Sono ben dieci milioni i chilometri cubi di ghiaccio marino persi negli ultimi quarant’anni, dal 1980 al
2020. E le stime dicono che fra il 2028 e il 2042 si arriverà ad una perdita completa di ghiaccio marino.
E’ un quadro preoccupante quello tracciato da Peter Wadhams, professore emerito di fisica oceanica e capo Polar
Ocean Physics Group Università di Cambridge, ieri sul palco del Festival della Green Economy. Wadhams pone l’attenzione su una sfida più attuale che mai: quella dello scioglimento dei ghiacci e sulla domanda: «E’ ancora possibile salvare il pianeta?». In dialogo con Antonio Maconi, fondatore di Goodnet Territori in Rete, il professore delinea quelli che sono i più grandi problemi che derivano da questa situazione.

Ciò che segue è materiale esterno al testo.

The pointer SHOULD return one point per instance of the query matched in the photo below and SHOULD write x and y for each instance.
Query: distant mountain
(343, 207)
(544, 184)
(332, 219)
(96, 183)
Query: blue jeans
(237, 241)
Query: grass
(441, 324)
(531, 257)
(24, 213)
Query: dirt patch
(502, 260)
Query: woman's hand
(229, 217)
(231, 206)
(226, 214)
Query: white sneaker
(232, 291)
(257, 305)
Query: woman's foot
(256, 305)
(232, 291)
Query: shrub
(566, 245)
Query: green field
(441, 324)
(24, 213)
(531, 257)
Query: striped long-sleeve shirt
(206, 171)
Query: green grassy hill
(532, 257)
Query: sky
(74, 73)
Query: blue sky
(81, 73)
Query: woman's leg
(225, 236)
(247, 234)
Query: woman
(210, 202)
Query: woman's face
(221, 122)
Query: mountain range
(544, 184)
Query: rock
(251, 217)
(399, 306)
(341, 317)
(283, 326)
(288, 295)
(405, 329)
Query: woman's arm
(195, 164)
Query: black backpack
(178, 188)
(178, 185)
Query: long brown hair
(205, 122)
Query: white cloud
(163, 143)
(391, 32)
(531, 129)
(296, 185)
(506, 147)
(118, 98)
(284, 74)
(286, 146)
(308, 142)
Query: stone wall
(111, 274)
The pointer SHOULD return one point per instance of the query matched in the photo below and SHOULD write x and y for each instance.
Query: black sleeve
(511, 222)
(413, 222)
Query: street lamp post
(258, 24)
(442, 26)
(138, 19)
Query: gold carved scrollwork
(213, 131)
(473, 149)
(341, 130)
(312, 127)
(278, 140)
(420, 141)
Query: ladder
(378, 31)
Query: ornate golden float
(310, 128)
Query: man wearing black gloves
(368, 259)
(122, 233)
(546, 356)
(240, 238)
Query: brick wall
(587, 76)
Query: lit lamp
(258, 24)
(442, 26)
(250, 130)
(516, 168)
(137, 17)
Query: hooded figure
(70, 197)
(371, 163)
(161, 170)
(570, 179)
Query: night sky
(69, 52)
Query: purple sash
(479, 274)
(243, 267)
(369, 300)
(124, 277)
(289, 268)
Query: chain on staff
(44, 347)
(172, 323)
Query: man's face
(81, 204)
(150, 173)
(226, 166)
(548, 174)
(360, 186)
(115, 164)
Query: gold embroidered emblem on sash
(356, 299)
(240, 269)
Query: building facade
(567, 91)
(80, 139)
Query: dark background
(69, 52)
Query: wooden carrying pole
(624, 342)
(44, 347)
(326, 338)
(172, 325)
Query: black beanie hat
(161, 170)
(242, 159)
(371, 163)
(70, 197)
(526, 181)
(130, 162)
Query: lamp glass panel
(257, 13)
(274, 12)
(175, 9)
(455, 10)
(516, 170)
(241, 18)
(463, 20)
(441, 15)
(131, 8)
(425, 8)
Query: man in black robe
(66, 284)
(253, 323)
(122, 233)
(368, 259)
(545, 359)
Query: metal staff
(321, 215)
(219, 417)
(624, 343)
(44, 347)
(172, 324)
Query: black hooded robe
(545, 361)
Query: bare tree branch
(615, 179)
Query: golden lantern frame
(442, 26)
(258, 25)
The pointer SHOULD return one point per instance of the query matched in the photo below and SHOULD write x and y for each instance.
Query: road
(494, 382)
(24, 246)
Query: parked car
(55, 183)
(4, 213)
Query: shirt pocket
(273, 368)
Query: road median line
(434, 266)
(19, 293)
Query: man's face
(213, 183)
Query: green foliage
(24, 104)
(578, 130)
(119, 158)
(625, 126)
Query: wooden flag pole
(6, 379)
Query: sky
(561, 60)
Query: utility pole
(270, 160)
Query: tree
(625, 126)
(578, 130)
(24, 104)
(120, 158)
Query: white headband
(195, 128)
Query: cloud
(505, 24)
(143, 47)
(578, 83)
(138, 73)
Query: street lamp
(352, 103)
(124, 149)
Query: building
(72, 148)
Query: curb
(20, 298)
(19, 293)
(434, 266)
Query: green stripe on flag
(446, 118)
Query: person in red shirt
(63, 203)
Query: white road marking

Innanzitutto l’aumento del livello del mare che colpirà città e Paesi costieri, come il Bangladesh ma anche Venezia. Poi, un aumento del scaldamento globale e dell’instabilità meteorologica. Altro grande problema è il metano intrappolato sotto i fondali marini. La perdita del ghiaccio marino causa un riscaldamento dell’oceano, con conseguente scioglimento del permafrost, che porta al rilascio del metano dai fondali marini nell’atmosfera. Questo porterebbe ad un aumento della temperatura di 1 o 2 gradi. «Dobbiamo ridurre la quantità di CO2 nell’atmosfera. Questo richiede uno sforzo tecnico ed economico enorme e un accordo da parte di tutte le nazioni».